The single best cue for this lat stretch is to “look under your armpit”
Doorway Lat Stretch
Keys to the exercise:
- Keep your palms facing up. This externally rotates the shoulder which stretches the lats even further
- Drop your back leg and hip further down to the floor to accentuate the stretch
Best Active Lat Stretches
After any sort of passive stretching, you need to actively move through the desired range of motion to “lock-in” the mobility gains you made. It’s essentially showing your brain that you now have more mobility and teaching your brain how to use it! No matter how good of a passive lat stretch you do, if you don’t follow it up with active mobility work your shortcutting your gains!
Keys to the stretch:
- Back and shoulders must stay against the wall
- Don’t arch your back
- You must keep your elbows touching the entire time
- To increase the stretch, try and separate your hands – while keeping your elbows together!
Foam Roller Lift Offs
The foam roller liftoff is personally my favorite active lat stretch. Using a foam roller, really sink into your chest. This will open up the chest and increase the amount of flexion at the shoulder. Rotate your hand out, into external rotation, as you roll out. This will preferentially bias stretching the lats, as they perform internal rotation. Hold this position for a few seconds, then try and lift your hand off the foam roller for a few seconds. A good cue to use for this is to “put your scapula in your back pocket” to facilitate the lower traps and posterior tilt of the scapula. If you can’t lift your hand, don’t worry! The goal is to activate your scapular muscles at the end range and learn to control the movement.

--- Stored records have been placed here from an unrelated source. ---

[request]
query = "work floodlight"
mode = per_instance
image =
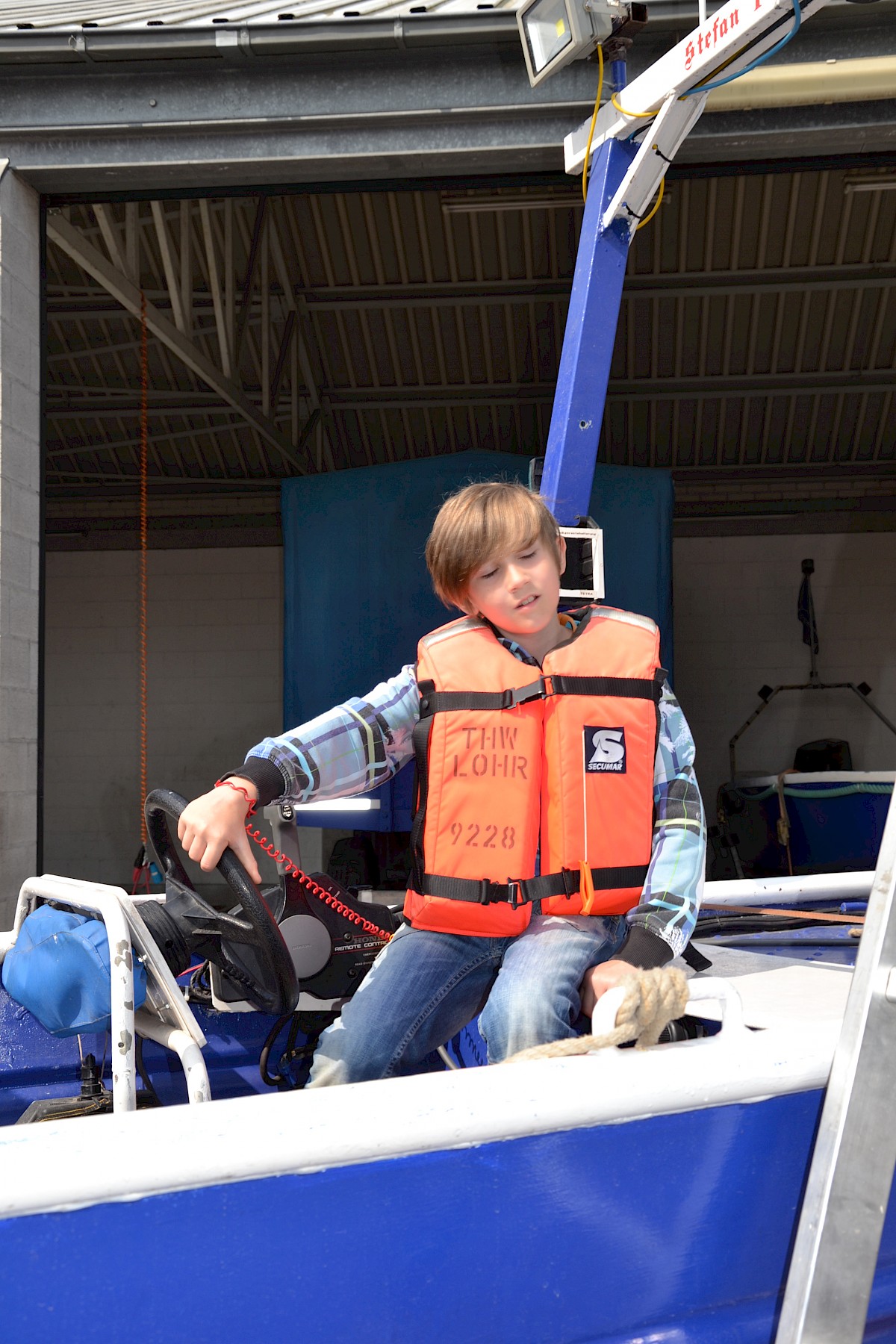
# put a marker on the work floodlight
(554, 33)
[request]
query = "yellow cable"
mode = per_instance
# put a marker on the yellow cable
(656, 208)
(625, 113)
(594, 119)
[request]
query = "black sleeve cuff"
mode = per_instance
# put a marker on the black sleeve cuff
(644, 949)
(267, 777)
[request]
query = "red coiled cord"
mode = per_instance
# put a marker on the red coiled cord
(327, 897)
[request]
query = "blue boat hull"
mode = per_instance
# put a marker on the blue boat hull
(672, 1229)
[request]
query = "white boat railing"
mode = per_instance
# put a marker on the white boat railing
(852, 1169)
(167, 1018)
(782, 892)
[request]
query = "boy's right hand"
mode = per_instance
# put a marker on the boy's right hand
(217, 820)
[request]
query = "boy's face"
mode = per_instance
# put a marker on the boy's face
(519, 593)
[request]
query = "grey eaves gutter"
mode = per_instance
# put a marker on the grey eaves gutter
(287, 38)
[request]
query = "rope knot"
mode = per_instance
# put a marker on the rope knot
(652, 1001)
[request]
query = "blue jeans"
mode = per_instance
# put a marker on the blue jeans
(425, 987)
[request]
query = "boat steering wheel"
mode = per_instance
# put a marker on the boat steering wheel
(246, 944)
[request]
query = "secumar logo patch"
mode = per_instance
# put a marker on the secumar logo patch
(605, 750)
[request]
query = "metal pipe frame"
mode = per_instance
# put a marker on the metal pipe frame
(186, 1048)
(801, 685)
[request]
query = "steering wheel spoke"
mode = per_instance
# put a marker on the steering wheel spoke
(188, 924)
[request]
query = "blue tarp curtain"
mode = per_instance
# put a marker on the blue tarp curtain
(358, 596)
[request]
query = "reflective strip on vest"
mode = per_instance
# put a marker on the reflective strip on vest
(512, 761)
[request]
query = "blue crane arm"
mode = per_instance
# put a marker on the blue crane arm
(588, 343)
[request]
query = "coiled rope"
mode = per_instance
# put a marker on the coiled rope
(652, 1001)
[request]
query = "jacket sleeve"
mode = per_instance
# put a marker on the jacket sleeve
(347, 750)
(662, 922)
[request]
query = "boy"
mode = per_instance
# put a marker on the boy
(558, 841)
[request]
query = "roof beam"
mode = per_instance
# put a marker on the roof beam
(128, 295)
(462, 295)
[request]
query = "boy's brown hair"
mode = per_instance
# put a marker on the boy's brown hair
(481, 522)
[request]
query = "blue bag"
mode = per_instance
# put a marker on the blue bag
(60, 972)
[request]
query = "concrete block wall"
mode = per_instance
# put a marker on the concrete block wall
(736, 628)
(214, 688)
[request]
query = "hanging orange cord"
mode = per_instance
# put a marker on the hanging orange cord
(144, 500)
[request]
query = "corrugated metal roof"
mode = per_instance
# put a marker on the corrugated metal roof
(758, 329)
(136, 13)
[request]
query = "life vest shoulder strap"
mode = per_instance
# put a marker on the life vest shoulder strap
(516, 893)
(620, 687)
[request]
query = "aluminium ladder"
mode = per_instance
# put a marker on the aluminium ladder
(835, 1254)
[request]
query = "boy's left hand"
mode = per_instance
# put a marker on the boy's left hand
(600, 979)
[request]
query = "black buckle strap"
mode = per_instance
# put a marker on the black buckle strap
(617, 687)
(517, 892)
(440, 702)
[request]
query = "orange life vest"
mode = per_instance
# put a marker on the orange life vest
(512, 762)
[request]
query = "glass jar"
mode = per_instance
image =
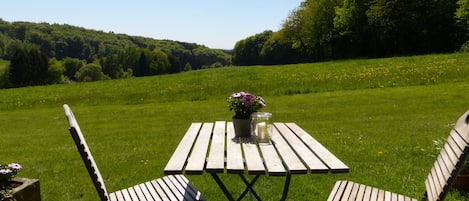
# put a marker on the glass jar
(261, 126)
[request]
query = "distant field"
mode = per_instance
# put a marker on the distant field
(382, 117)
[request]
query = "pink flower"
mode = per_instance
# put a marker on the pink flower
(248, 99)
(15, 166)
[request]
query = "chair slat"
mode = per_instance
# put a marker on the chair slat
(172, 187)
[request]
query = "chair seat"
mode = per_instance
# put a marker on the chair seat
(171, 187)
(347, 190)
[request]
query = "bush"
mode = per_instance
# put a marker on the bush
(90, 72)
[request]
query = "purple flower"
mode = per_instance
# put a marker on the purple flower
(261, 101)
(248, 99)
(5, 171)
(236, 95)
(15, 166)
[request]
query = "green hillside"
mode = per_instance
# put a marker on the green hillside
(383, 117)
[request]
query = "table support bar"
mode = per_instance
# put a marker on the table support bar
(286, 187)
(222, 186)
(249, 187)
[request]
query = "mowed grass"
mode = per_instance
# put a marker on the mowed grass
(382, 117)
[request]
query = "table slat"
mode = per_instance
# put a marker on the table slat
(272, 160)
(234, 157)
(178, 159)
(326, 156)
(252, 157)
(288, 156)
(216, 157)
(196, 161)
(313, 163)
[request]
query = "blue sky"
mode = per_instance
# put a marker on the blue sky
(215, 23)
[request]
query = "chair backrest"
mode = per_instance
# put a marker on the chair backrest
(86, 154)
(449, 162)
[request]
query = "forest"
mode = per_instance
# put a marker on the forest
(318, 30)
(81, 54)
(321, 30)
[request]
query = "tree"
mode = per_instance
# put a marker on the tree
(71, 67)
(247, 51)
(28, 67)
(90, 72)
(462, 12)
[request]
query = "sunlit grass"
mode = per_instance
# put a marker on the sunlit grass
(383, 125)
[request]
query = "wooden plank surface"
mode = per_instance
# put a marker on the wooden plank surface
(288, 156)
(313, 163)
(216, 157)
(335, 164)
(234, 157)
(196, 161)
(252, 157)
(272, 160)
(178, 159)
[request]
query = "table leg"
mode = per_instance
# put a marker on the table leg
(286, 187)
(222, 186)
(249, 187)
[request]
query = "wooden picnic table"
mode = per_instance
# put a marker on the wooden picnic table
(213, 148)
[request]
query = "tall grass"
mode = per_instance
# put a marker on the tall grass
(381, 117)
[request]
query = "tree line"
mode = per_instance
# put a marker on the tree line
(320, 30)
(69, 48)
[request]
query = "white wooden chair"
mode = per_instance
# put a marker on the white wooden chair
(171, 187)
(438, 183)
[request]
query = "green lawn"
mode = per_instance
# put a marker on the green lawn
(382, 117)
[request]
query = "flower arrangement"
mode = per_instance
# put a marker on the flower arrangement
(7, 173)
(244, 104)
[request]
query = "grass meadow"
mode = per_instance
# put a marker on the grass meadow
(385, 118)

Best Combination Lat Stretches
The first part of this video shows Arash performing some active self-myofascial release to his lat region. Because he is moving through his range of motion in an attempt to stretch his lats, we’re going to consider this an active lat stretch.
Putting It All Together For The Best Lat Stretches
While there are many different ways to stretch your lats, the best lat stretches are combinations of a passive lat stretch followed by an active lat stretch. Hopefully, by understand what goes into the best lat stretches, you can now formulate a stretch for just about any muscle of body region, like the hip flexors!